The Role of Pelvic Spurs – Raymond T. Hoser HERPTILE (UK), 10 (3), 1985, PAGE 95
They aren’t useless, and there is no evidence they used to be anything different than they are now. Why are students still being taught they are useless and serve no purpose?
Vestigial Organs in Whales?
"...sometimes bones are present in an organism but are reduced in size and either have no use or have a less important function than they do in other, related organisms. Such structures, which are considered to be evidence of an organism's evolutionary past, are called vestigial structures.

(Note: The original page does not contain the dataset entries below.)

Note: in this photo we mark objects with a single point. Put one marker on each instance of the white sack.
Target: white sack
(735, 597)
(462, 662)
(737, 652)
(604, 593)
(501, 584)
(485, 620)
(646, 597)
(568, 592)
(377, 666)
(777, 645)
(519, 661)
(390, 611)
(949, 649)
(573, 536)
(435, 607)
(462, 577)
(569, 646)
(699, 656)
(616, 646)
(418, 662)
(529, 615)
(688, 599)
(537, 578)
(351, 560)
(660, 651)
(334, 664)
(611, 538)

For example, the hind limbs of whales are vestigial structures." HOLT BIOLOGY - Holt, Rinehart and Winston, 2006, Pg. 286
Those bones in whales are deeply embedded in muscle tissue, are not connected to the vertebral column, show no evidence they ever were, serve as a support to the pelvic wall, and also have muscle groups attached to them and serve as an organ anchor. These whales cannot reproduce without them. See Science - July 1990.
Why are students still being taught these bones are useless and serve no purpose?
Vestigial Organs in Humans?
Loren G. Martin, professor of physiology at Oklahoma State University, believes that early in development the appendix serves as an important function of the immune system. He believes that the appendix "teaches" the immune system to distinguish dangerous pathogens from harmless food particles. Science Magazine
“During the early years of development, however, the appendix has been shown to function as a lymphoid organ, assisting with the maturation of B lymphocytes (one variety of white blood cell) and in the production of the class of antibodies known as immunoglobulin A (IgA) antibodies.” Scientific American – Oct. 21, 1999
Why are students still being taught these organs are useless and serve no purpose?
"Without the coccyx (the tailbone) and its attached muscle system, humans would need a radically different support system for their internal organs which would require numerous design changes in the human posterior, ..." Vestigial Organs are Fully Functional - By Dr. Jerry Bergman & Dr. George Howe
“Despite its small size, the coccyx has several important functions. Along with being the insertion site for multiple muscles, ligaments, and tendons, it also serves as one leg of the tripod—along with the ischial tuberosities—that provides weight-bearing support to a person in the seated position.”
National Library of Medicine – Spring 2014
Why are students still being taught the tailbone is useless and serves no purpose?